Evry-Courcouronnes, 4 November 2024 – The University of Évry-Paris Saclay and Genopole are proud to announce the success of their team at the 2024 edition of iGEM, a world-renowned international competition for synthetic biology. This year’s team was composed of 13 university bachelor & master degree and engineering school students, supervised by 2 PhD students and headed by Associate Professor Ioana Popescu, who has guided iGEM teams since 2017. They competed in the “Foundational Advance” category (or “village” in iGEM parlance).
Their 2024 project involved the directed evolution of proteins, a technology aimed at optimizing genetic mutations to improve the effectiveness of resulting proteins for a given task. By employing two complementary methods, the team combined both random and targeted mutation techniques to select pertinent mutations and eliminate deleterious ones. Their proof-of-concept protein, the XylS transcription factor, can detect certain benzoic acids resulting from hydrocarbon degradation. The team’s at-term objective is to create XylS mutants able to detect other compounds, notably those resulting from plastics degradation, with an aim to developing enzymes able to break them down.

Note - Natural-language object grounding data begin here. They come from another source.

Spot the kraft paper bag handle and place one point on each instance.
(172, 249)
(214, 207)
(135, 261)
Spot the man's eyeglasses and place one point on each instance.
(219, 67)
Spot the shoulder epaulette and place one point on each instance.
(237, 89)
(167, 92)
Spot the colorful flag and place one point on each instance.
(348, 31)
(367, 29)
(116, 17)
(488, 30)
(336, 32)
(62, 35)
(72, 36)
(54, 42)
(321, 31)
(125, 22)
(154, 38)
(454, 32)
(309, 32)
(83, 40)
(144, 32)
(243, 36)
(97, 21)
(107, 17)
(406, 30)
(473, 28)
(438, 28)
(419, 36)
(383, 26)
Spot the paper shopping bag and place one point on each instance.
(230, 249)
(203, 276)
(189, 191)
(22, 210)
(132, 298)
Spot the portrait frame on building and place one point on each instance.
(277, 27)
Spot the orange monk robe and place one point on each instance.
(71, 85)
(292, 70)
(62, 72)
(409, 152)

“The team has been working on the project since last January and this is a unique opportunity for the students to deploy their competencies acquired during their studies in an international setting,” underlines Ioana Popescu, teaching researcher at the University of Évry-Paris Saclay. “We seek to develop innovative technologies while increasing the visibility of the university for the synthetic biology field. We plan to publish our work if its results continue to be promising. The objective is always to have a concrete scientific impact and allow the students to participate in advanceable research.”
The Genopole Évry Paris-Saclay teams have won many distinctions over the years, including gold medals every year since 2017 and the Best Hardware prize in 2023. The 2024 team competed in the “Model”, “Software Tool,” and “Part Collection” categories, in coherence with its advances in the current project.
Jury’s Favorite” prize at the D4Gen Hackathon
An earlier form of what would become the PHAGEVO project had already won a “Coup de cœur” prize at Genopole’s D4Gen Hackathon organisé par Genopole held in March. Through that event, the project was able to benefit from the support of bioinformaticians who enabled the artificial intelligence for mutation predictions. The Wet Lab team tested the AI’s predictions in the lab, in parallel with the directed evolution experiments. These partnerships have already produced promising results that the team hopes will lead to scientific publication in the future.